I get like this sometimes. When the prudence of the outer world crashes into my own, it forces me to dwell inside my head for long periods, fermenting hostile thoughts. My veins swell and my breathing grows more rapid. If I don’t shift my attention elsewhere, there’s no telling what will happen to my insides.

My mother arrived and was greeted with the news of my five-day suspension from school, just before the holidays too, but I just sat there wishing away the smell of smoke from my uniform. Later, in the car, I was overcome by the sniffles, but my mind was more intent on a chance to brush my teeth. My mother may have mentioned all the ways I was going to do right by this world, but my head was making noises of its own and they were much louder than her.

My mother said I was rebellious. My father said I acted wild. I said, the word you’re looking for is practical. I thought that the acknowledgment of a certain pride in my actions would help. It did. My parents took even less time than usual to decide on my banishment.

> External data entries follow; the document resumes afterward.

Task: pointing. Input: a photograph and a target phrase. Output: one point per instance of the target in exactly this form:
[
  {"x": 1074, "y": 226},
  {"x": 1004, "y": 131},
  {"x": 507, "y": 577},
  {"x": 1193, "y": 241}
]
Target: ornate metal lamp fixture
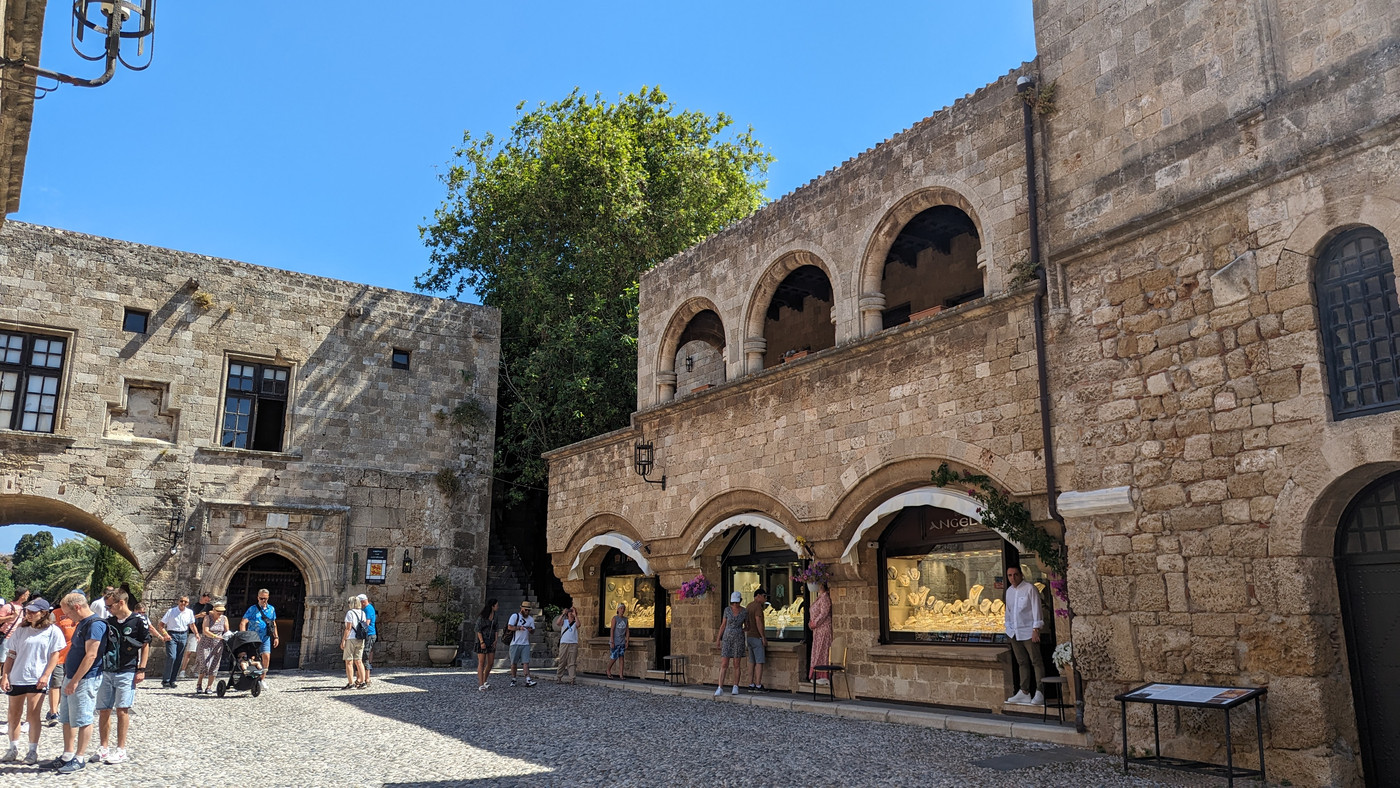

My parents conferred in whispers through the night and into the early hours of the morning. Sometimes the whispers grew quite loud, and, unknown to them, their words travelled all the way down the white bare walls of the house and into my room. A cigarette is not enough reason, my father said. The countryside will be good for her, my mother replied. It’s just a cigarette, he said. No telling what she’ll do next, she replied, I’m tired of the surprises. Teenagers everywhere are like this, he said. No, Jaji, she said, breaking rules at every turn is not acceptable in this house. Let the rural life teach her to value her fortunate circumstances.

My mother had the last word, as always. I chuckled. She had forgotten that the countryside and I were no strangers to each other.

I had been at Grandma’s house on the outskirts of Hippoland before and after she died. Vast stretches of land. Ants and mosquitos and time, endless time. A shop here and there. The darkness of the night so thick that kerosene lamps and gas lamps and a charcoal burner did little to shed light. Grandma throwing potatoes onto the charcoal, and I bouncing the roasted ones from hand to hand to cool them before the first bite. Corn fields, yellow after shedding the cobs, all around her house. We helped her shell the corn. Later, our hands were covered with a white sap, almost like milk. She left the corn to dry in her front yard. For flour, she explained. The roads were dusty, some had turned to mud. One day our car got stuck. Many helping hands shoved and pushed while my father twisted the steering wheel left and right. The car rocked back and forth. Mito and I had to get out and step into the swamp. Our clothes got covered with mud.

That is where they were threatening to send me now. But I had been there, even if only for a few days, and I had survived.

But when the next day I learnt that I was facing banishment for a whole month, then my mother seemed very cruel. A whole month, away from the Westville cinemas, from the hamburgers and hot dogs, from friends and real life? A whole month—in the dirt and dust and mud? What were we to do?

Intolerable! The night before our banishment, I stayed awake plotting. At midnight, desperate, I woke up Mito. It’s your fault, was the first thing he drawled. I reminded him that we were in this together, regardless. Why did you do it? Accusations. Questions. No answers. I walked out of his room determined to take matters into my hands. But, sadly, by the time it was time for us to leave, I had not yet figured how to free myself from my doom.

A couple of hours before we were packed into our maroon Peugeot, anything that I put in my mouth was instantly expelled, no doubt a sign of what lay ahead. My mother seemed not to notice and kept muttering about how the trip would be good for our culture, and that Aunt Sara was the chosen one to cleanse us of our months of British education from Italian Catholic nuns.

The only culture that awaited us was misery, I wanted to shout, but didn’t.